Opera Meets Film: How A Mozart Aria Encapsulates The Main Conflict Of Keira Knightley’s ‘The Duchess’By David Salazar
“Opera Meets Film” is a feature dedicated to exploring the way that opera has been employed in cinema. We will select a section or a film in its entirety, highlighting the impact that utilizing the operatic form or sections from an opera can alter our perception of a film that we are viewing. This week’s installment takes a look at the Keira Knightley starred “The Duchess.”
The appearance of Mozart’s “Un moto di gioia” in “The Duchess” is as fleeting as the lead heroine’s hopes for a different and more exciting lifestyle.
Halfway through the film, Georgiana, who has been suffering from utter boredom in a wedding to the Duke of Devonshire, heads to a party where she meets her old flame Charles Grey. They flirt briefly over a distant recording of this Mozart aria.
The aria hails from Mozart’s “Le Nozze di Figaro,” but is rarely ever heard in a performance, the reason being that it was meant as a replacement for “Venite inginocchiatevi” due to the specific vocal needs of soprano Adriana Gabrieli del Bene. The more famous aria simply didn’t suit her voice quite as well, so Mozart wrote it as a quick replacement. The aria is rather brief, but full of bubbly energy. In the context of the scene from “The Duchess”, it is a perfect complement to Georgiana’s heightened spirits.
As utilized, however, the audience isn’t really meant to listen actively to the aria. It is but background noise in the bigger bustle of society around them. But it stands out because it is the first excerpt of opera utilized in the film to this point (and overall). We hear music by Bach, a string quartet by Mozart, Handel, Vivaldi, Locatelli, Beethoven, Haydn, and Telemann, but none of those pieces are operatic excerpts. So the moment a soprano voice starts cutting through the voices and tumult of the party, the ear is immediately drawn to it. It is an effective choice that is often utilized in a number of films that use opera very sparingly in their respective films.

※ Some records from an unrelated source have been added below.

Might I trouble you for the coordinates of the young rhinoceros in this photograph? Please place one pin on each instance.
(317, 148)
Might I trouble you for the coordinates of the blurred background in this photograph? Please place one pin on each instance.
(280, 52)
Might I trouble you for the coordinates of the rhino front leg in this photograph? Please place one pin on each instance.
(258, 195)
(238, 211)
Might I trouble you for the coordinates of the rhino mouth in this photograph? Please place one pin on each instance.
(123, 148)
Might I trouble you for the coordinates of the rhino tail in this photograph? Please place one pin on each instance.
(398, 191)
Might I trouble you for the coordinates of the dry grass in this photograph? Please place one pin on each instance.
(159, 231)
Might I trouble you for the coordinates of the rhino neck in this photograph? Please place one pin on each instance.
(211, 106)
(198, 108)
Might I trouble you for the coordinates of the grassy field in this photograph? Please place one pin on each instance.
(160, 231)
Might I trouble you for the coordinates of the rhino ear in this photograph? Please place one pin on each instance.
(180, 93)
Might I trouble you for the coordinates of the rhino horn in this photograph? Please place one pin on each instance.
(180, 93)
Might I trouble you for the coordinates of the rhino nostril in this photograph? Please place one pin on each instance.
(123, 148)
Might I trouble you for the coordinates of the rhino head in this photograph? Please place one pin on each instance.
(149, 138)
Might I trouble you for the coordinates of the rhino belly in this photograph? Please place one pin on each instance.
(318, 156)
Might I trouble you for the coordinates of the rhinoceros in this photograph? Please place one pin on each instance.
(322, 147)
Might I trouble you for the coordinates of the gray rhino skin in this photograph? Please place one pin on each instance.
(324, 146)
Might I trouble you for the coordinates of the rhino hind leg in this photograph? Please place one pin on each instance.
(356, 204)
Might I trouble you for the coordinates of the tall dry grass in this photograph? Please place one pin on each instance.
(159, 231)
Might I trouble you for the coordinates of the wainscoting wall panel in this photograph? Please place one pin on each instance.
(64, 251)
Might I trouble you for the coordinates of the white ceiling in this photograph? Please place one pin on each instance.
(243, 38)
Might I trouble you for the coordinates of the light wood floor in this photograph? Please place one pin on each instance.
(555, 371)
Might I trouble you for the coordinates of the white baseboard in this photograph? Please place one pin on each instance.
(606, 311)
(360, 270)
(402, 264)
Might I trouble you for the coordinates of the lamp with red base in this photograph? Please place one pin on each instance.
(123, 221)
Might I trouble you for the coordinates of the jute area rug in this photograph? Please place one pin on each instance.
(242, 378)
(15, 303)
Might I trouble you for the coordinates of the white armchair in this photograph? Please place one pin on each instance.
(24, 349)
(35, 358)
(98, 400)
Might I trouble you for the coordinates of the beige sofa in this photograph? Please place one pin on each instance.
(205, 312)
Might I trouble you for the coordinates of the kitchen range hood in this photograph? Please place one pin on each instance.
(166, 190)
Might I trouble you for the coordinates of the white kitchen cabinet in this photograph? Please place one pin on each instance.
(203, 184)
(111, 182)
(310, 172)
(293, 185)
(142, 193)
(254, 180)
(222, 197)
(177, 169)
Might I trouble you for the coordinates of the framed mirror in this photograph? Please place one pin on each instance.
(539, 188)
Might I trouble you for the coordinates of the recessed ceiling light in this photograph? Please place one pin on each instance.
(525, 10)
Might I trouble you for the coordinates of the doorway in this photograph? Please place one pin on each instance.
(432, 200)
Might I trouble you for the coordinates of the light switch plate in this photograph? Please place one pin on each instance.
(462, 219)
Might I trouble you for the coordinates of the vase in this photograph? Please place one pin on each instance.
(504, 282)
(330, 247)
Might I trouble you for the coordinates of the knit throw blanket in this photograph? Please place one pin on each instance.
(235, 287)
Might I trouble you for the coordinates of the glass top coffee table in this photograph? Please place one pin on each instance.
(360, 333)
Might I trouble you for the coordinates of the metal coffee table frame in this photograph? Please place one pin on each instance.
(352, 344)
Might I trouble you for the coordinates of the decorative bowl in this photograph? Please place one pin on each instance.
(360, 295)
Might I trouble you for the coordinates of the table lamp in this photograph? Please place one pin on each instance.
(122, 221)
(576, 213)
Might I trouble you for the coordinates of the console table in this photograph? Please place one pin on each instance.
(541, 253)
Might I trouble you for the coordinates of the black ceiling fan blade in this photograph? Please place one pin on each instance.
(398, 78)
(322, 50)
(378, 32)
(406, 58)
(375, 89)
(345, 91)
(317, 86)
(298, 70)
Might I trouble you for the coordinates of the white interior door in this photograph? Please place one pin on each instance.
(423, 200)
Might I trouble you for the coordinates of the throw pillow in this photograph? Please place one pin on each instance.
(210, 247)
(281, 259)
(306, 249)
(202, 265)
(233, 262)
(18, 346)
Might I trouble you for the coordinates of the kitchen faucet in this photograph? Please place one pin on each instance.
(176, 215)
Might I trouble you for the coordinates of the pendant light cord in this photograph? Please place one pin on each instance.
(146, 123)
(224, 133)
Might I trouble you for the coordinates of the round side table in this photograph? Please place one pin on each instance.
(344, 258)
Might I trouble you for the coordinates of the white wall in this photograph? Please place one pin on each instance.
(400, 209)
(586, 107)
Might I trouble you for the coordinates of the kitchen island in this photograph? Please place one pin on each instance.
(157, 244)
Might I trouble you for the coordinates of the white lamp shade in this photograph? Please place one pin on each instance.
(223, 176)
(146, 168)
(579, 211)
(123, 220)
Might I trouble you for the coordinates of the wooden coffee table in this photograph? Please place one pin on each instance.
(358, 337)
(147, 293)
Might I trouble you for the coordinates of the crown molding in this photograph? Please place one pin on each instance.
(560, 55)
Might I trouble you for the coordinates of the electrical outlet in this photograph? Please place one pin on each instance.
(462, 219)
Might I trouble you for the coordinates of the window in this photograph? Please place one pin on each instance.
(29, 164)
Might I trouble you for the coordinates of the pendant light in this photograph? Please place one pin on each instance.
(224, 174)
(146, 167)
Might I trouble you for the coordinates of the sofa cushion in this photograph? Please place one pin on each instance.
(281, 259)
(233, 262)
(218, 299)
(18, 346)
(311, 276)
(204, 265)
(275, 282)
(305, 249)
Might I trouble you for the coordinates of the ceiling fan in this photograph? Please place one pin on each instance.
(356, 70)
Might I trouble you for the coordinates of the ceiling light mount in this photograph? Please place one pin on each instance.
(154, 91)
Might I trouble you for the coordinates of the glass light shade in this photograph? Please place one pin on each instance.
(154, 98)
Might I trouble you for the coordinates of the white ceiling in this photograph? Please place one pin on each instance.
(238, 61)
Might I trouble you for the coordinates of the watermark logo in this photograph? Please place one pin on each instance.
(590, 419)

But the fact that it is almost drowned out completely by the tumult of the scene is not unimportant. In fact, it contextualizes everything about its symbolic meaning with regards to Georgiana. It is an expression of her brief happiness as showcased in the film, but the diegetics of the scene remind us that this voice trying to express itself within the noise around it is Georgiana’s own sense of self trying to find expression in a society that is constantly trapping her. The film expresses how she carves out a special place in society by become a symbol of fashion. People adore her, and yet she’s still beholden to her duties as the Duchess. When she is perceived to make a mistake with regard to her position, society turns on her and she becomes mere gossip.
The Mozart aria disappears rather quickly from the film’s musical ambience, very much as does any hope Georgiana has of freedom in her society.